Amazon still anticipates more drones in its future as well and a recent report published by the FAA found “no significant impact” in safety or privacy with its Texas-based deliveries.

Like other urban-based drone hubs, the five stations of Flytrex are in shopping centers or in/near small towns to maximize delivery efficiency. The company uses human runners to get the food – same as DoorDash – who then simply load the orders into the drones. From there, the human element is eliminated.

“It’s a lot faster than anything else out there today,” Bash said, citing an average delivery time of three and a half minutes.

“Today, traditional on-demand services may charge up to 30% of the food item for delivery, and those restaurants are not making a 30% margin on the food they sell,” Bash said. “It’s a huge pain on the vendor side coupled with huge demand on the customer side.”

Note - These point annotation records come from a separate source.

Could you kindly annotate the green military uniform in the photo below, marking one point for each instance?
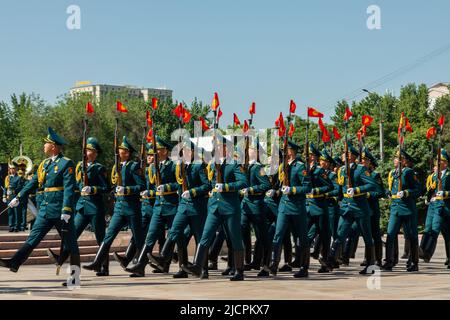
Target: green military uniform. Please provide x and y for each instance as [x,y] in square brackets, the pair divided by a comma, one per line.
[403,211]
[190,216]
[292,212]
[126,207]
[440,211]
[252,207]
[56,176]
[164,209]
[317,205]
[90,207]
[13,185]
[354,208]
[223,207]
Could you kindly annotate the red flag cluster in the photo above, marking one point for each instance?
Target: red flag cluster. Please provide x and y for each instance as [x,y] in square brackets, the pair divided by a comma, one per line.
[182,113]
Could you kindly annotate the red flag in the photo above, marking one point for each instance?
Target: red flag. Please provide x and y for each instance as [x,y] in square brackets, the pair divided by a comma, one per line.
[149,136]
[215,104]
[236,120]
[219,114]
[179,110]
[367,120]
[149,119]
[121,107]
[313,113]
[431,133]
[252,108]
[348,114]
[291,130]
[204,124]
[292,107]
[336,134]
[155,103]
[245,126]
[186,116]
[89,108]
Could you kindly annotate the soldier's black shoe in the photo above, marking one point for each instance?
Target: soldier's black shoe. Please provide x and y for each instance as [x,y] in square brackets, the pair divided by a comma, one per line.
[413,267]
[323,269]
[181,274]
[302,273]
[263,274]
[7,264]
[285,268]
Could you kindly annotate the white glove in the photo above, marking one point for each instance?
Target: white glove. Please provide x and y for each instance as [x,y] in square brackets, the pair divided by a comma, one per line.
[120,190]
[14,203]
[286,190]
[144,193]
[186,195]
[86,190]
[65,217]
[351,192]
[270,193]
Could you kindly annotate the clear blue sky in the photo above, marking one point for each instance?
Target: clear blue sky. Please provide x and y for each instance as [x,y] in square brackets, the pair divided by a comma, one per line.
[315,52]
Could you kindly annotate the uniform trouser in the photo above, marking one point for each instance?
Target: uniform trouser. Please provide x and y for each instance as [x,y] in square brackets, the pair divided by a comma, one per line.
[231,224]
[410,231]
[322,226]
[259,223]
[157,228]
[41,227]
[118,221]
[298,225]
[13,217]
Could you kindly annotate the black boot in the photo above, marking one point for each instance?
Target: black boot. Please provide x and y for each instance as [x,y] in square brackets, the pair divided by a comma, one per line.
[104,272]
[100,257]
[414,252]
[390,253]
[163,261]
[276,257]
[200,259]
[18,259]
[304,262]
[369,256]
[55,258]
[406,249]
[238,258]
[129,255]
[138,270]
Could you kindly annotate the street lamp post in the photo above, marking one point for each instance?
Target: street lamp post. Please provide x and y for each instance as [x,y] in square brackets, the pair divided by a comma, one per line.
[381,129]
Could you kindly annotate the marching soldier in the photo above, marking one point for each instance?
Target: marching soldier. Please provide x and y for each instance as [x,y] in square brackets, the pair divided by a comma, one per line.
[223,207]
[440,209]
[126,207]
[369,161]
[13,184]
[292,211]
[165,207]
[252,206]
[191,213]
[354,208]
[317,205]
[403,211]
[90,207]
[56,176]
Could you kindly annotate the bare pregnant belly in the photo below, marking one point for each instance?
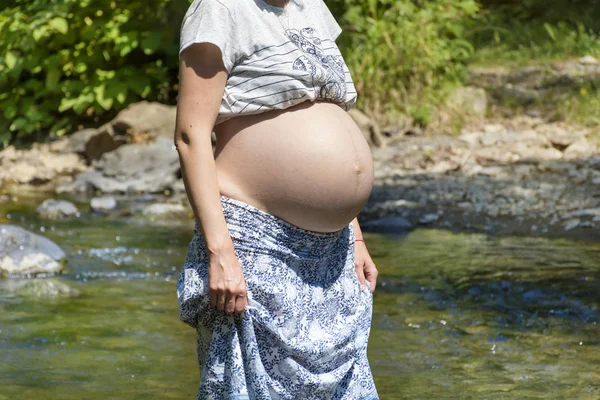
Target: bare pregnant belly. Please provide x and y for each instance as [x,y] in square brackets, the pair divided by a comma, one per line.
[308,165]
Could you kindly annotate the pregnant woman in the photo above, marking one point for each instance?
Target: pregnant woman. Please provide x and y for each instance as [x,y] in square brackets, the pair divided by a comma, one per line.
[277,281]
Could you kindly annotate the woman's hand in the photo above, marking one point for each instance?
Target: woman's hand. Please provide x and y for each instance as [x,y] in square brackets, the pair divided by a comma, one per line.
[365,267]
[226,282]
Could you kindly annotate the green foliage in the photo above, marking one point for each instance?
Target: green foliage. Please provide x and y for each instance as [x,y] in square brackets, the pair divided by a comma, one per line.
[533,30]
[71,61]
[404,53]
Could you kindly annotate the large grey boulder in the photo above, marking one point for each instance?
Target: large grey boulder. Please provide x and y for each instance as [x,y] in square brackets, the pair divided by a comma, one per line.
[140,167]
[92,143]
[166,211]
[23,253]
[36,165]
[146,120]
[41,288]
[57,209]
[469,100]
[104,204]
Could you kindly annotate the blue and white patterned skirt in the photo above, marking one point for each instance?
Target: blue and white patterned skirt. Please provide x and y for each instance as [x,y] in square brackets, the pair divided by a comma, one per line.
[303,335]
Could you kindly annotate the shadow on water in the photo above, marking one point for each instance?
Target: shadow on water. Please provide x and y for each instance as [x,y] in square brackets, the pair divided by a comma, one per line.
[456,316]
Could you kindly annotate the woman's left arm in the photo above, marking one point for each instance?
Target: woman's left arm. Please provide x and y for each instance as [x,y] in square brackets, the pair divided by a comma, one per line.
[365,267]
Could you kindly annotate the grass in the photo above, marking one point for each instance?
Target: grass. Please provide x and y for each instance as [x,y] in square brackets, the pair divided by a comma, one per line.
[534,43]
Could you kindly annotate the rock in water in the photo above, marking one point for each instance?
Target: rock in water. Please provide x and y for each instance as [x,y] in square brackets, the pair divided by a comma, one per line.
[388,225]
[46,288]
[165,210]
[103,204]
[470,100]
[138,167]
[23,253]
[56,209]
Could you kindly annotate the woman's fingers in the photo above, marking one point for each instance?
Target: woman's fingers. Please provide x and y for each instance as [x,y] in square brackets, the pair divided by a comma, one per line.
[361,275]
[371,273]
[240,303]
[221,301]
[230,304]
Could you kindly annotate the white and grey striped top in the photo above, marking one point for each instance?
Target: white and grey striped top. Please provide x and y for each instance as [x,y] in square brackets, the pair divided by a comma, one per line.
[275,57]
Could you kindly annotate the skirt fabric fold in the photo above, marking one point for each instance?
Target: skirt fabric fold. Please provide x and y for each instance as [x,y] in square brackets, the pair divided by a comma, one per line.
[304,333]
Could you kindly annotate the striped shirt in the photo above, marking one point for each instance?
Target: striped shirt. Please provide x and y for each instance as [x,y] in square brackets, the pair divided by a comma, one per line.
[276,57]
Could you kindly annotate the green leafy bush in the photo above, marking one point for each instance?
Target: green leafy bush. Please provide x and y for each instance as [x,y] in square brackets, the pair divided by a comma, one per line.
[534,30]
[72,61]
[404,53]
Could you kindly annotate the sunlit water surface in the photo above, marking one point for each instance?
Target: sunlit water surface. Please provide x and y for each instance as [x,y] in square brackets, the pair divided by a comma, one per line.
[456,316]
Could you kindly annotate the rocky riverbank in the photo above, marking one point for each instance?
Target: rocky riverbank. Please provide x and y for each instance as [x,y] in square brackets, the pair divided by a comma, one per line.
[514,176]
[517,176]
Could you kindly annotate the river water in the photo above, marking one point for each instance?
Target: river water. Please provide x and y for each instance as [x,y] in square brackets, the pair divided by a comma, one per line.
[456,316]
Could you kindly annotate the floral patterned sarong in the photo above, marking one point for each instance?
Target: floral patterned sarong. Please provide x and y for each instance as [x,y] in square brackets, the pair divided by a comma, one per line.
[303,335]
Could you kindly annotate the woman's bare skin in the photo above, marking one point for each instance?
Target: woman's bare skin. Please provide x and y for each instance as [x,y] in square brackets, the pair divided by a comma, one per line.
[308,164]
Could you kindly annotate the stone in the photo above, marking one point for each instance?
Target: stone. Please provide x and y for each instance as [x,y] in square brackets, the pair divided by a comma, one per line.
[469,100]
[389,225]
[519,95]
[165,210]
[586,212]
[429,218]
[588,60]
[93,143]
[145,120]
[23,253]
[494,155]
[138,167]
[581,149]
[57,209]
[104,204]
[572,224]
[46,288]
[471,138]
[368,127]
[37,165]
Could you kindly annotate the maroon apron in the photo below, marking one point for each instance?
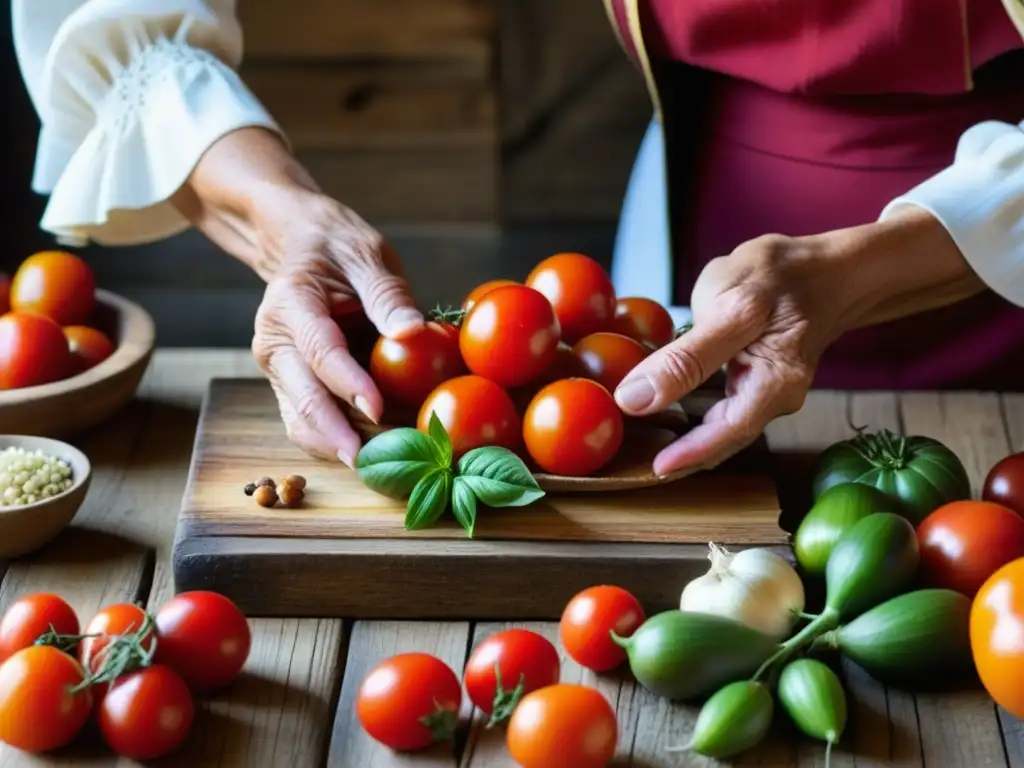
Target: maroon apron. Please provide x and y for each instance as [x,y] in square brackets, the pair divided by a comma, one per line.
[799,117]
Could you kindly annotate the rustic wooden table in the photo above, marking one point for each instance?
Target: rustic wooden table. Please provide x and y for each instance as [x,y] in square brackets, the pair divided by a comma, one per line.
[294,707]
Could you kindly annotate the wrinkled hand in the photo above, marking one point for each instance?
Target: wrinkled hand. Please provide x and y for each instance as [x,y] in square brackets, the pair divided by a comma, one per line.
[330,262]
[766,312]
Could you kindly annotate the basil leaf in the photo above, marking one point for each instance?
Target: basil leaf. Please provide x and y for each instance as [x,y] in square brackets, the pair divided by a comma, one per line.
[429,499]
[394,461]
[464,505]
[441,441]
[499,478]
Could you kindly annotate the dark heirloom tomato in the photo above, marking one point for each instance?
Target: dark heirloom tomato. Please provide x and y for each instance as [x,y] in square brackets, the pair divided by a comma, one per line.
[33,351]
[475,295]
[510,336]
[408,370]
[1005,483]
[607,357]
[580,291]
[643,320]
[572,427]
[920,472]
[475,412]
[56,284]
[88,347]
[964,543]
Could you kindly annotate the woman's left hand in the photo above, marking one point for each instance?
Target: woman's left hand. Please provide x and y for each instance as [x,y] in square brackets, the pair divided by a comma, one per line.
[767,312]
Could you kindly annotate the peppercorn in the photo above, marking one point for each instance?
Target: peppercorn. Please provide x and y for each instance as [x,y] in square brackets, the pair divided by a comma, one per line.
[265,496]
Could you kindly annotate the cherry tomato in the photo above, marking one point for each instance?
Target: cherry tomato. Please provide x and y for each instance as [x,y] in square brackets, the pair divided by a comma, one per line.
[204,637]
[572,427]
[146,714]
[1005,483]
[476,293]
[997,636]
[581,292]
[964,543]
[30,617]
[39,708]
[588,621]
[33,351]
[643,320]
[88,347]
[119,619]
[563,725]
[608,357]
[408,370]
[524,660]
[475,412]
[409,701]
[55,284]
[509,336]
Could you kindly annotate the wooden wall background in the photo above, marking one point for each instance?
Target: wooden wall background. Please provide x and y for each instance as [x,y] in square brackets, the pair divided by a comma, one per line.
[480,135]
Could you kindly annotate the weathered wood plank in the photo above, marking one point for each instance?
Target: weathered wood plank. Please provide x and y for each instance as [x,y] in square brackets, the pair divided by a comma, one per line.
[485,748]
[962,727]
[365,29]
[372,642]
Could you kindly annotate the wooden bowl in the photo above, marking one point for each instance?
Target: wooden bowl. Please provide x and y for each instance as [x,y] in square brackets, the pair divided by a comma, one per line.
[24,529]
[72,406]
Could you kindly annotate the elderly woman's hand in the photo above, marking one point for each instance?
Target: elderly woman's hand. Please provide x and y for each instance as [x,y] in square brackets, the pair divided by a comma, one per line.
[321,262]
[767,312]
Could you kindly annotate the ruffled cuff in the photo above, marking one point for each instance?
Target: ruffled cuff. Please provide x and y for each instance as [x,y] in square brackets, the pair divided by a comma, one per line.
[980,202]
[162,113]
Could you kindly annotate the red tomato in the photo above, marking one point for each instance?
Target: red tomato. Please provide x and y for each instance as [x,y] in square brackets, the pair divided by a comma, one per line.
[588,621]
[572,427]
[475,412]
[524,662]
[581,292]
[608,357]
[997,636]
[964,543]
[33,351]
[409,701]
[1005,483]
[476,293]
[643,320]
[120,619]
[408,370]
[30,617]
[563,725]
[39,709]
[204,637]
[56,284]
[510,336]
[88,347]
[146,714]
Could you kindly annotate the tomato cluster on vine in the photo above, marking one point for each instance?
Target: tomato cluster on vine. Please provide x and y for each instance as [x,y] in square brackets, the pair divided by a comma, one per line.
[530,366]
[134,673]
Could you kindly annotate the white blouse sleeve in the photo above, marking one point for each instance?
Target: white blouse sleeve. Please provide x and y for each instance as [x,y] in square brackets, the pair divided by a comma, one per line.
[129,94]
[980,201]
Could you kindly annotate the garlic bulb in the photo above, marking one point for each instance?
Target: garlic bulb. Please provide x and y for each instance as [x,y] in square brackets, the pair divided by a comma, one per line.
[755,587]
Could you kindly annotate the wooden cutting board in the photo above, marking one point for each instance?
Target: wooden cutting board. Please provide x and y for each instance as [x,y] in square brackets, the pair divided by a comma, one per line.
[346,553]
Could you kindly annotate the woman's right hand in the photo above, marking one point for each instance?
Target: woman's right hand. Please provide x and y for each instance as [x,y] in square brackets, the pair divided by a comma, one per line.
[330,262]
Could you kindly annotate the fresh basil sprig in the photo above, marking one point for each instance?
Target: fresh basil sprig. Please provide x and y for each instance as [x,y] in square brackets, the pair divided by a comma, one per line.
[404,463]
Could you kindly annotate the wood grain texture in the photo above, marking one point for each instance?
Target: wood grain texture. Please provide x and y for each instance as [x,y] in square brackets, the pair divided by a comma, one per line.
[67,408]
[351,545]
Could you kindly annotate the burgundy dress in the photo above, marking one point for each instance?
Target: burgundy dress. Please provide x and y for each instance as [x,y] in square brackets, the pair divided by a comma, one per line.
[800,117]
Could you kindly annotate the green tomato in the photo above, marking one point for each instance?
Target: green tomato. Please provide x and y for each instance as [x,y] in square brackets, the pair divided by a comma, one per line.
[920,473]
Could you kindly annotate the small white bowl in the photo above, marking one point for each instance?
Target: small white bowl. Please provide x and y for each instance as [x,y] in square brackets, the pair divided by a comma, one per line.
[24,529]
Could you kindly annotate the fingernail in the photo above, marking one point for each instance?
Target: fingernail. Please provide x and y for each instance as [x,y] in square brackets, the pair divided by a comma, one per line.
[635,394]
[364,404]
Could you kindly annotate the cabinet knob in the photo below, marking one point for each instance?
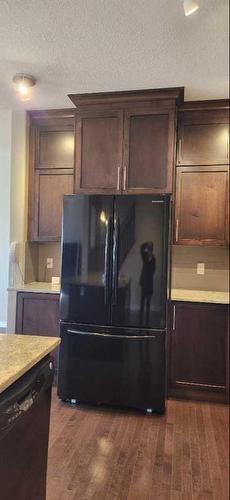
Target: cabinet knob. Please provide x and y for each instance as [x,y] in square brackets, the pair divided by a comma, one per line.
[174,318]
[177,230]
[118,178]
[124,178]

And demand for drone-based delivery will only continue to rise. Two-thirds of the country’s population lives in or near urban city centers where an autonomous aerial delivery system that operates high above the highways, byways, and side streets of urban architecture – without all the liability, distractions, and opportunities for human error, much less parking spot complications – could mean something like Pizza Night endures, ensuring faster, cheaper, safer, and more reliable delivery.



Their Appointed Rounds

What’s the motto of the United States Postal Service, again? “Neither snow nor rain nor heat nor gloom of night stays these couriers from the swift completion of their appointed rounds.”

It may be time to reassess to whom (or what) that motto applies. Until Minnesota and many other states change their regulatory approaches to drone delivery, however, my stormy weather Pizza Night with the kids may encounter a few more delays.

“We have drones in Reykjavik,” Bash added, “and snow shouldn’t be a problem.”

That’s good news for me, but what about the greater industry? What’s coming on the rotors of tomorrow’s aerial deliveries?

“Restaurants, grocery, and retail are next for drones,” Bash concluded. “It’s coming. It starts with hot food; the market is huge and educated for on-demand delivery. If I can get you three shirts from Banana Republic or your next iPhone in 15 minutes instead of leaving your house, that’s a game-changer.”

“It’s going to take a while, but that’s where we’re headed. And you don’t have to think about dinner!”